More recently, catalytic hydrogenation processes, in which a solid catalyst and hydrogen are placed in contact with molten plastics, have gained relevance in the field of plastic waste valorisation as they allow a selective and more energy-efficient pathway for the deconstruction of the polymers. Unfortunately, this process is limited by very long reaction times due to the high viscosity and chemical complexity of molten plastics. To solve this issue, the FOCUS project will develop new catalytic materials and processes that can convert plastic waste into added-value chemicals. Here, the contact of gas-liquid-solid phases present in the reactor will be maximized to ensure fast reaction rates and thus the potential for industrial scale-up.
Roelof Rietbroek - Watching the ways of water
Scientists expect an intensification of dry and wet periods resulting from global warming. This is already visible on a global scale, but there are still many questions about how this changing water cycle manifests itself in specific areas.

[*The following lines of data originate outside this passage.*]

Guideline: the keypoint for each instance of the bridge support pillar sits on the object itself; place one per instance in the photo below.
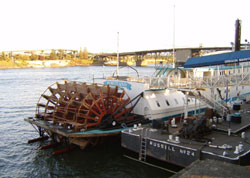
(138, 59)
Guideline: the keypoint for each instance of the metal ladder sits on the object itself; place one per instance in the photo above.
(143, 147)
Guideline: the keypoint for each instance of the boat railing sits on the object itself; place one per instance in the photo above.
(194, 82)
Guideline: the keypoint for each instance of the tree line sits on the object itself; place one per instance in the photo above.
(54, 55)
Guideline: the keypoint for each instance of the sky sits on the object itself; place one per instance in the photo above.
(142, 24)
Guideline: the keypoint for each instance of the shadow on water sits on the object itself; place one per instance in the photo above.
(105, 160)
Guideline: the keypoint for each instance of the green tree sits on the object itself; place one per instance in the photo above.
(85, 53)
(52, 55)
(33, 57)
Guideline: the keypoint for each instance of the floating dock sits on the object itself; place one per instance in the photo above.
(212, 168)
(227, 141)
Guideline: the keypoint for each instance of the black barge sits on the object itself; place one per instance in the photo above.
(227, 140)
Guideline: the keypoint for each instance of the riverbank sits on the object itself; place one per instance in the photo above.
(19, 64)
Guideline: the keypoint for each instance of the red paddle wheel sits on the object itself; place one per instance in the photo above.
(79, 106)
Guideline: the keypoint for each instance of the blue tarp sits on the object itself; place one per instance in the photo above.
(218, 59)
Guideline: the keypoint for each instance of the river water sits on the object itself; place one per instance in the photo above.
(20, 90)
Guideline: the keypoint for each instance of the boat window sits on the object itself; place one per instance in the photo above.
(176, 101)
(158, 104)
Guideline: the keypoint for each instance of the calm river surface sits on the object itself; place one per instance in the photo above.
(19, 92)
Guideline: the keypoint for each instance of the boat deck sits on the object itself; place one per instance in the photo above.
(216, 145)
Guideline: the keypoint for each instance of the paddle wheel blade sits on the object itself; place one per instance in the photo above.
(77, 106)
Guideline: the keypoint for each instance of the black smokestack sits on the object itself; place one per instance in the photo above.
(237, 35)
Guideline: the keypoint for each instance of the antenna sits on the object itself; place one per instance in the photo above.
(174, 38)
(117, 66)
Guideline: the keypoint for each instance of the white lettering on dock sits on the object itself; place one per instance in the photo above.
(171, 148)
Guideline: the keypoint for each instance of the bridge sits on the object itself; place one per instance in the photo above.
(181, 54)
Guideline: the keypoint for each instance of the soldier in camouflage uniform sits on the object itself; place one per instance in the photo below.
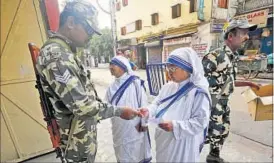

In his research, Roelof Rietbroek and two PhD candidates will use satellite data to map the hydrological regime of river basins in the North Sea region and the Horn of Africa. The aim is to discover to what extent the supply of water vapour via the atmosphere is balanced by the outflow via rivers, and whether this balance is affected by climate change. A second research topic is to look at how this balance plays a part in the variation and change of the sea level, both on a global and regional scale.
Catchment areas as leaky buckets
The principle of a river basin can be compared to a leaky bucket. Atmospheric water (vapour) is carried in through the top of the bucket, but at the same time, it leaks back into the ocean through a hole in the bucket. Both a strengthening or weakening of the leak and a different supply of water vapour cause a change in the quantity of water in the bucket. By connecting several buckets (adjacent catchment areas), an interconnected system is created, whose flows will be estimated from satellite data.
For example, the change of water volume in the Rhine catchment is influenced by the balance between water vapour input via the atmosphere and output via rivers. Precipitation, evaporation and transpiration of plants cause an exchange at the interface between land and atmosphere.
Weighing and measuring from space
The changing water mass in river basins can be measured with the help of the gravity field mission: Gravity Recovery and Climate Experiment (GRACE) and its successor GRACE-Followon, which have been flying in orbit since 2002. The redistribution of water masses creates tiny differences in the observed satellite orbit that are used to 'weigh' the water on the Earth's surface.
The river outflow can be measured with local gauges but also with radar altimetry, a technique that detects reflected radar pulses from the rivers. In the Vidi project, these techniques are combined to obtain a complete picture of the water balance of the river basins.
Limits of the water supply
The research is not only interesting from a scientific point of view, but is also relevant to water problems in the Netherlands and beyond. Changes in dry and wet periods are forcing the Netherlands, and in particular, Twente, to store the water that precipitates more efficiently in order to bridge drier periods. And also in the Horn of Africa, the current extreme drought is endangering the food security in the region. The research contributes to this discussion by better mapping and understanding the large-scale inflow and discharge of water in the catchment areas.